Thanks for the reply.  Yes, I had them all on the same portal.  I created a username and a page for each of them, giving them page editor control over their own pages.  It turns out, once I turned off AJAX and turned caching on, things got better.  However, turning on caching leads to its own problems when they update modules and the changes don't show up for a few minutes...  Very annoying.

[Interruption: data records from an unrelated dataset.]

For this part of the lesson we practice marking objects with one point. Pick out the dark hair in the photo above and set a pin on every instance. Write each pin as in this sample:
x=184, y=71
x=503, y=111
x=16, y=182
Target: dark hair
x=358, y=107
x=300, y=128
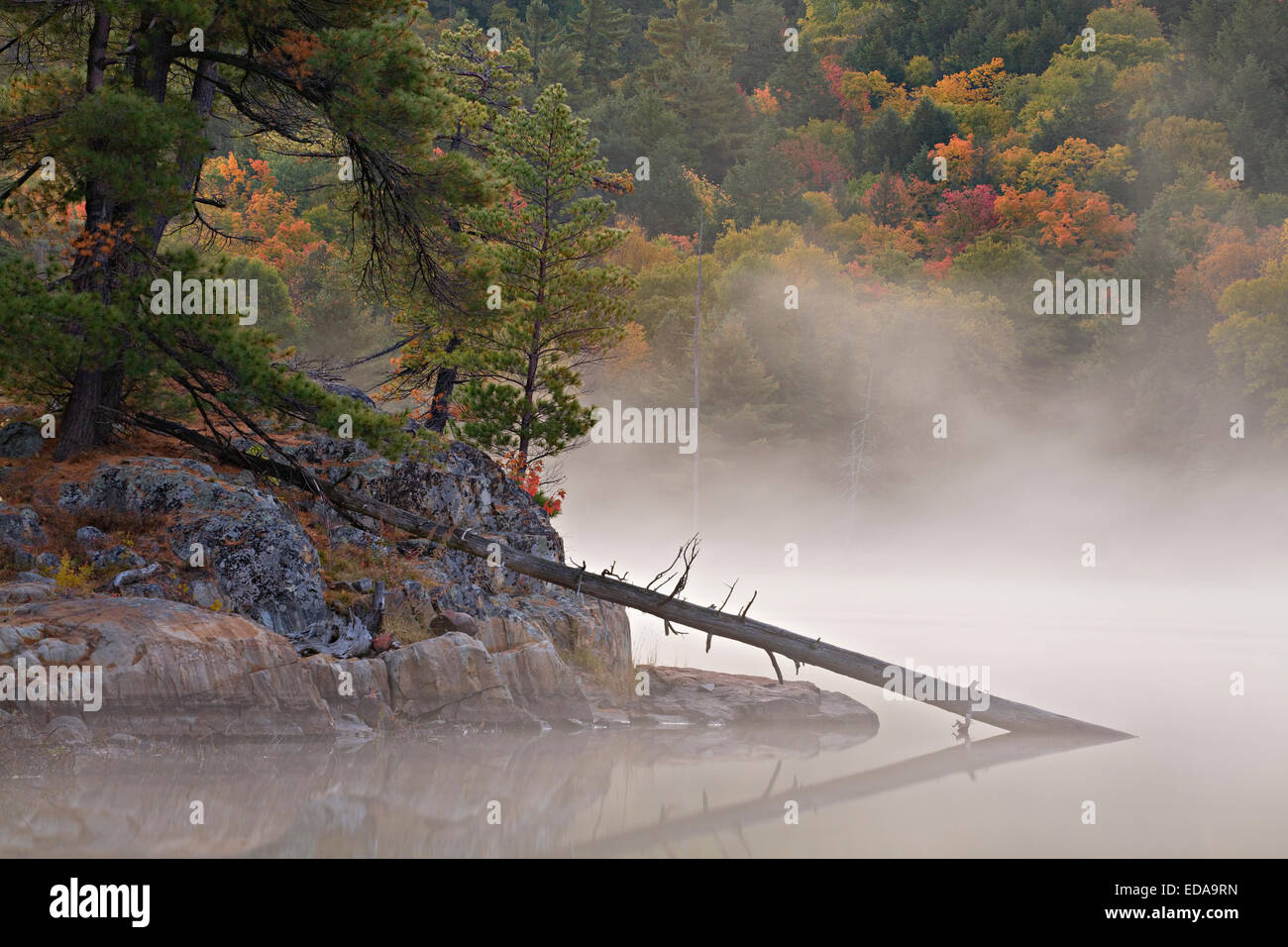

The biggest problem now seems to be that pages don't stay where they're supposed to.  If someone creates a page under their own name, it can show up ANYWHERE on the page menu.  I've deleted a subpage and had the ENTIRE tree disappear into the recycling bin.  Errors like these have pretty much ensured that next year I'll be switching back to having them FTP their sites onto the server after working on them in an HTML editor.  I have spent more time in the past week sorting through the page menus trying to correct the page orders and discover the missing pages than I'd ever care to again.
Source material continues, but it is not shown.